Relacionando o avanço da ENR com o fracasso das instituições públicas necessárias para apoiar um mercado Oficial eficiente, é pois fundamental avaliar o efeito de questões cruciais como a prestação de um adequado nível de bens e serviços públicos e de políticas públicas promotoras de progresso técnico sobre os incentivos para operar na ENR. Em particular, a relação positiva entre nível de bens e serviços públicos (e políticas públicas promotoras de Investigação e Desenvolvimento, I&D) e o prémio salarial por operar no mercado Oficial impulsiona a coesão social e o abandono da ENR, ao mesmo tempo que motiva os indivíduos para financiar programas públicos através do pagamento de impostos. Estas características podem afectar a igualdade, a estabilidade e o crescimento do sistema socioeconómico.

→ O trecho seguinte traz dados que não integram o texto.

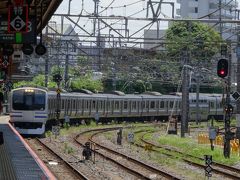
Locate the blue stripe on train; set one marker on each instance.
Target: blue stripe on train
(40, 116)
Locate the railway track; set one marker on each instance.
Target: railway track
(218, 168)
(61, 168)
(133, 166)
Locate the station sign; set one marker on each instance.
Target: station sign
(236, 95)
(28, 37)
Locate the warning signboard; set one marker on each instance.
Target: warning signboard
(17, 19)
(28, 37)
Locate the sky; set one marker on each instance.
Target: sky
(117, 8)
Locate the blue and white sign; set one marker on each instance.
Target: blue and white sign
(130, 137)
(238, 51)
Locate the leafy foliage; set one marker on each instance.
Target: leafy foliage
(86, 82)
(202, 41)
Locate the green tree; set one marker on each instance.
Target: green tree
(86, 82)
(202, 41)
(38, 80)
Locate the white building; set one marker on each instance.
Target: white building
(210, 9)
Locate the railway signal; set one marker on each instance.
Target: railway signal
(208, 163)
(222, 68)
(57, 78)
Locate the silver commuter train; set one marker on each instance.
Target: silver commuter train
(31, 108)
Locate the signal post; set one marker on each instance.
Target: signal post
(223, 70)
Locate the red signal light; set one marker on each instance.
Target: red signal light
(222, 72)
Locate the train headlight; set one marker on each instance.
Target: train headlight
(29, 90)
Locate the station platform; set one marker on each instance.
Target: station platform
(17, 160)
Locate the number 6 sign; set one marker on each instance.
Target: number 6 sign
(18, 19)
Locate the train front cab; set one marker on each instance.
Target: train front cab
(28, 110)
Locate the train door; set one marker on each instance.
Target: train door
(125, 107)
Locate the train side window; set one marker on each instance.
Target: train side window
(116, 105)
(211, 104)
(62, 102)
(171, 104)
(108, 105)
(143, 104)
(147, 104)
(100, 105)
(87, 104)
(152, 104)
(74, 104)
(125, 105)
(161, 104)
(134, 105)
(157, 104)
(93, 104)
(83, 105)
(69, 103)
(166, 104)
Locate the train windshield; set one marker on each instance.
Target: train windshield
(28, 100)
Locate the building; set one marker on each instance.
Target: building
(211, 9)
(214, 9)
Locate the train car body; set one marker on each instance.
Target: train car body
(31, 108)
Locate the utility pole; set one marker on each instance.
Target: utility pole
(238, 89)
(185, 94)
(220, 16)
(228, 135)
(197, 97)
(96, 3)
(185, 89)
(66, 69)
(46, 63)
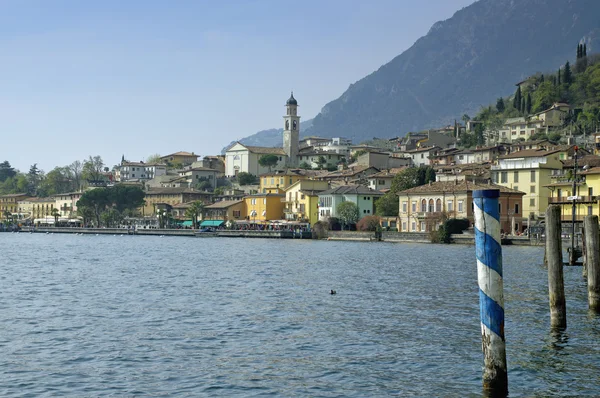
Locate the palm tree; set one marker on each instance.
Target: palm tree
(55, 213)
(195, 210)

Nesses estudos teóricos há que atender ao facto empírico – o que nem sempre sucede! – de que maioritariamente a ENR se concentra nos sectores de serviços e construção; em particular, em actividades intensivas em trabalho não qualificado (serviços de limpeza, reparações e construção) e em trabalho “muito” qualificado (actividades ilegais). Explicação para tal estará no simples facto de que, nesses sectores, é mais fácil “esconder” ou o risco compensa. Assim, esses estudos teóricos devem considerar a produção relativa: com uns bens e serviços relativamente mais produzidos na economia Oficial e outros na ENR. Acresce dizer que a ENR envolve um mercado de trabalho também não observado e que estudos específicos a este propósito tendem a discutir o efeito das horas trabalhadas na ENR sobre o salário Oficial e a substituibilidade entre mercado de trabalho Oficial e não-Oficial. Os resultados demonstram, em particular, uma relação negativa entre horas trabalhadas na ENR e o salário da economia Oficial, e a substituibilidade entre ENR e economia Oficial.

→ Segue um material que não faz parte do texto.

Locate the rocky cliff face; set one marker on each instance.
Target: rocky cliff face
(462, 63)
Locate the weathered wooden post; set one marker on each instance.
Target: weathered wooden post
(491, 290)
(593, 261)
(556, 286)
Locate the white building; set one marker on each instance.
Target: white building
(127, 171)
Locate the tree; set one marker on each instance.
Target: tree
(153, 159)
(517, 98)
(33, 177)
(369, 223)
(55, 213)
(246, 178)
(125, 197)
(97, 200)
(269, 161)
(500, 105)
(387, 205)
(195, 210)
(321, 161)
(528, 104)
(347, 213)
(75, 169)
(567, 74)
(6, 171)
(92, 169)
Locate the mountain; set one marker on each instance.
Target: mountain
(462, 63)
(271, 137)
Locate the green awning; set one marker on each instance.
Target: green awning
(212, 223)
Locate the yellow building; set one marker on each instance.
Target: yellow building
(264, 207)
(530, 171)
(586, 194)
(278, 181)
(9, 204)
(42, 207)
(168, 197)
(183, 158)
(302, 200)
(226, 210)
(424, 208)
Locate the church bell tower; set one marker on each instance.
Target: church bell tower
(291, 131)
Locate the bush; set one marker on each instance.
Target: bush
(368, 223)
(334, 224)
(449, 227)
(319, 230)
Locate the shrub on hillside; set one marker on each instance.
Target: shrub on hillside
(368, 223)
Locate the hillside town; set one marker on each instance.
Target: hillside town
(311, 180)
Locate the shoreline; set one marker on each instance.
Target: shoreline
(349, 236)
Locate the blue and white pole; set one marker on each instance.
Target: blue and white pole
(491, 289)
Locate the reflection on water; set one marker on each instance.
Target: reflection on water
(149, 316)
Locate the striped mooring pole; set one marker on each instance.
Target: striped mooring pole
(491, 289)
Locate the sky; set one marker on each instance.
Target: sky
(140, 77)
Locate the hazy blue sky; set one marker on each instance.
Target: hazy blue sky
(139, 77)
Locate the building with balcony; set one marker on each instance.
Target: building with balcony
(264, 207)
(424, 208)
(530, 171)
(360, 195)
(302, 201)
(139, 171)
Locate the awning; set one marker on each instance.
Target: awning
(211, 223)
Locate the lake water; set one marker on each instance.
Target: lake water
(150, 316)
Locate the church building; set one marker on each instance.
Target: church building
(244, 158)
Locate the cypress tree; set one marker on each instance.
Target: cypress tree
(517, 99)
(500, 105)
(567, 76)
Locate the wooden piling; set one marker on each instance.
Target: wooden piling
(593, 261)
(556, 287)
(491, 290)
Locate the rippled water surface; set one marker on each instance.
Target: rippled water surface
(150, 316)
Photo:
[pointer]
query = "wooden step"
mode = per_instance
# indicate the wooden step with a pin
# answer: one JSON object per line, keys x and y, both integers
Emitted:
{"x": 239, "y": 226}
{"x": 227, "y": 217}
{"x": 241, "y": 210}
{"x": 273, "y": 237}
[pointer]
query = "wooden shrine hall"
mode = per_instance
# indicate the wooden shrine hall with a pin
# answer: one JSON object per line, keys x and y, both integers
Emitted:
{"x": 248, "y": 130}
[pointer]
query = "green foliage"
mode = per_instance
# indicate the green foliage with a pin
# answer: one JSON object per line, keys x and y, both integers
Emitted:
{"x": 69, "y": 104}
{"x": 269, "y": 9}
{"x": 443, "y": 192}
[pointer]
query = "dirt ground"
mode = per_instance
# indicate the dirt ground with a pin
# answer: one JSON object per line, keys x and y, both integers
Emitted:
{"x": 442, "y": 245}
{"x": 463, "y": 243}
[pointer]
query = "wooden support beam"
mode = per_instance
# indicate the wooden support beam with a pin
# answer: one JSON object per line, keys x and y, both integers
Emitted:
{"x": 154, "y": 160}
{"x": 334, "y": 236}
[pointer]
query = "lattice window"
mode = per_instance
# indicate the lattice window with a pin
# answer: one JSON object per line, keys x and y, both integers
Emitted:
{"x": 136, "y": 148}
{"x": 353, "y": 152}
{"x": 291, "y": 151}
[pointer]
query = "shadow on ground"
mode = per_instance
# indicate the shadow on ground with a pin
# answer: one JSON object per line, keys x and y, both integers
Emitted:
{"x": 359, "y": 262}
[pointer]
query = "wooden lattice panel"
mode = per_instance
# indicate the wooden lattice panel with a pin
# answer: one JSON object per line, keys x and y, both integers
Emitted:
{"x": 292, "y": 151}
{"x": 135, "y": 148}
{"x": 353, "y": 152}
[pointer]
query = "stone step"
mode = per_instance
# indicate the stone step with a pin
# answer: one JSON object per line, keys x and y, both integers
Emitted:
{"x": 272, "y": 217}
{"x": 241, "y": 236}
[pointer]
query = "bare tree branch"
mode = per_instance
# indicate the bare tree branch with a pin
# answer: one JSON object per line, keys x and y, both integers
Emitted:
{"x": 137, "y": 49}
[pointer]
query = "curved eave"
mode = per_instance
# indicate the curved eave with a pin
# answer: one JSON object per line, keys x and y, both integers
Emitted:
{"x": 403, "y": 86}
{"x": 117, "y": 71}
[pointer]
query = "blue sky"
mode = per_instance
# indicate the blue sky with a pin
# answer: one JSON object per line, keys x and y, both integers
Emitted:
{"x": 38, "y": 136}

Neste contexto, há que considerar que a produção de cada bem e serviço final requer trabalho e bens intermédios, que, por sua vez, incorporam o progresso técnico (geralmente num contexto de concorrência monopolística). Além disso, a produção Oficial beneficia de bens e serviços públicos; em particular, de sistemas de comunicação, de estradas, de portos, da existência de regulação, de gastos públicos em investigação e de prestação de educação básica e assistência médica. Com a consideração de complementaridade entre factores e substituibilidade entre sectores (Oficial e não-Oficial) é possível analisar o efeito de uma alteração no nível de bens e serviços públicos no peso da ENR, nos salários e no crescimento económico.

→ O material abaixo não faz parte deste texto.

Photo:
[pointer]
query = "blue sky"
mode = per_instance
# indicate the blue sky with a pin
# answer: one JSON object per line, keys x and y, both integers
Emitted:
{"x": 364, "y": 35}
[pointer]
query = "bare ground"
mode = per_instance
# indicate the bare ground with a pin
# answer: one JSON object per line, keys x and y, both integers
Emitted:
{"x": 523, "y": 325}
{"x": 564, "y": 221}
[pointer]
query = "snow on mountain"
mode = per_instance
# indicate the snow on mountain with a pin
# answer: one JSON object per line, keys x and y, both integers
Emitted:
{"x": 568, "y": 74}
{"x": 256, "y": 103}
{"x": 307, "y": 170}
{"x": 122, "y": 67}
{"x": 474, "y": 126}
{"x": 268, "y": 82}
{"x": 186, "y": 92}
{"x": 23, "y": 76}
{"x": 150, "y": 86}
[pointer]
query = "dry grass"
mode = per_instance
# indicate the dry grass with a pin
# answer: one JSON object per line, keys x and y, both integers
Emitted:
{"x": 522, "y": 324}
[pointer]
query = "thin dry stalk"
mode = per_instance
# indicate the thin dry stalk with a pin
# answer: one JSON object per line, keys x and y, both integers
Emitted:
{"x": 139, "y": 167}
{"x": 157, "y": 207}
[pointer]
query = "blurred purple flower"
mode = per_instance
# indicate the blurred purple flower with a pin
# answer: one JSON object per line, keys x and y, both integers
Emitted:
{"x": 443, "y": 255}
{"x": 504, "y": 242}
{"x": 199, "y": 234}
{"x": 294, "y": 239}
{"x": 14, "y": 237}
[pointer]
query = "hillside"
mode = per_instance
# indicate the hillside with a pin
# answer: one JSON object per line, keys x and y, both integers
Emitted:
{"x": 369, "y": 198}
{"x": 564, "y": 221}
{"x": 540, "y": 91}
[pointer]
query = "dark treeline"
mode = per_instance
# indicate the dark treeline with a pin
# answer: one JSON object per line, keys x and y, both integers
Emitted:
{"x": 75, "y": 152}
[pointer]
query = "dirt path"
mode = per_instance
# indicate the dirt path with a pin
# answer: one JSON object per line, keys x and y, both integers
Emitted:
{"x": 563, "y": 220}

No cenário que tenho vindo a considerar, a cadeia de efeitos será particularmente governada pela dimensão dos bens e serviços públicos, que deverão: (i) aumentar a produtividade marginal do trabalho no sector Oficial; (ii) reduzir os incentivos para operar no seio da ENR; (iii) aumentar a competitividade do sector Oficial; (iv) afectar o enviesamento do progresso técnico a favor do sector Oficial. Este enviesamento, por sua vez, explicará o aumento da economia Oficial, a desigualdade salarial a favor dos trabalhadores na economia Oficial e a taxa de crescimento. O aumento do prémio salarial “Oficial” é fortemente baseado no raciocínio de que, quando aumentam os bens e serviços públicos, a dimensão do mercado Oficial cresce e cria incentivos adicionais para o progresso técnico utilizado pelos trabalhadores nesse sector.
Assim, pelo menos temporariamente, o aumento da carga fiscal aparece como um argumento válido quando está naturalmente em causa o correcto financiamento de bens e serviços públicos e/ou a promoção de políticas públicas de I&D.